The Perils of Penelope Pitstop was an animated television series produced by Hanna-Barbera Productions that premiered on September 13th 1969. It ran for one season (17 episodes). It is a spin-off of the Wacky Races cartoon featuring the characters of Penelope Pitstop and The Anthill Mob who in this incarnation are now either reformed or never had the criminal background of their earlier Wacky Races incarnations.
Also the Anthill Mob had completely new names compared to Wacky Races series (except for their leader Clyde, who was named “Big Clyde” in the Wacky Races) who, with their largely self-aware car, Chugga-Boom, acted as the heroes and were constantly rushing to Penelope’s rescue. The Mob’s reason for being Penelope’s friends and guardians is never explained, although the narrator mentions that they were “benefactors.”
The villain of the show was The Hooded Claw (voiced by Paul Lynde) who was aided by a pair of near identical henchmen who always speak in unison, the Bully Brothers (both voiced by Mel Blanc). The Hooded Claw always had a kidnap plot for Penelope.
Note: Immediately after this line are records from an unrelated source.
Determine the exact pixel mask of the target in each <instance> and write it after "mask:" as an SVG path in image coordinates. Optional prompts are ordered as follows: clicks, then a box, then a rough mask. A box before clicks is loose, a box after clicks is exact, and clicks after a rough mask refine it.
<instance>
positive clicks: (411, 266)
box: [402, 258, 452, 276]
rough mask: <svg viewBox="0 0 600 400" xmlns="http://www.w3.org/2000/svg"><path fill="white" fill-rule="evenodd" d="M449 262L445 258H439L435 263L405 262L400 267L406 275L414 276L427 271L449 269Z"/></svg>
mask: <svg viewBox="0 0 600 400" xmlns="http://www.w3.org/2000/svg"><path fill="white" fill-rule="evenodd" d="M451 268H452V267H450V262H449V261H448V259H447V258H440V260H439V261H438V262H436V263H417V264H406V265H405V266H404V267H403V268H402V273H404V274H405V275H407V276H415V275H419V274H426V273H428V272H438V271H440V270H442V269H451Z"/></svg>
Unknown to Penelope, The Hooded Claw is Sylvester Sneakly, her Uncle and guardian who knows she is to gain an inheritance, which leads him to try to kill her so he can get the estate.
The only other suggestion to the Wacky Races version is shown when the Ant Hill Mob members are all standing behind period convict stripped suit cut-outs in the episode “Carnival Calamity” hackening back to their original criminal versions, opposite to this heroic incarnation. It should be noted this is the only time that the character of Dum Dum is shown in this series with an angry face, same as his Wacky Races version Ring-A-Ding.
Also, in the first sketches of the series, Penelope was supposed to have a younger brother named Johnny Pitstop, who would help the Ant Hill Mob save her from the clutches of the Hooded Claw. In those same sketches, Dick Dastardly and Muttley were supposed to be Johnny Pitstop’s personal bodyguards, using once again their car, The Mean Machine. This was all in the first sketches, and never make out in the final works. Unlike other cartoon shows of the era, The Perils of Penelope Pitstop lacks a laugh track.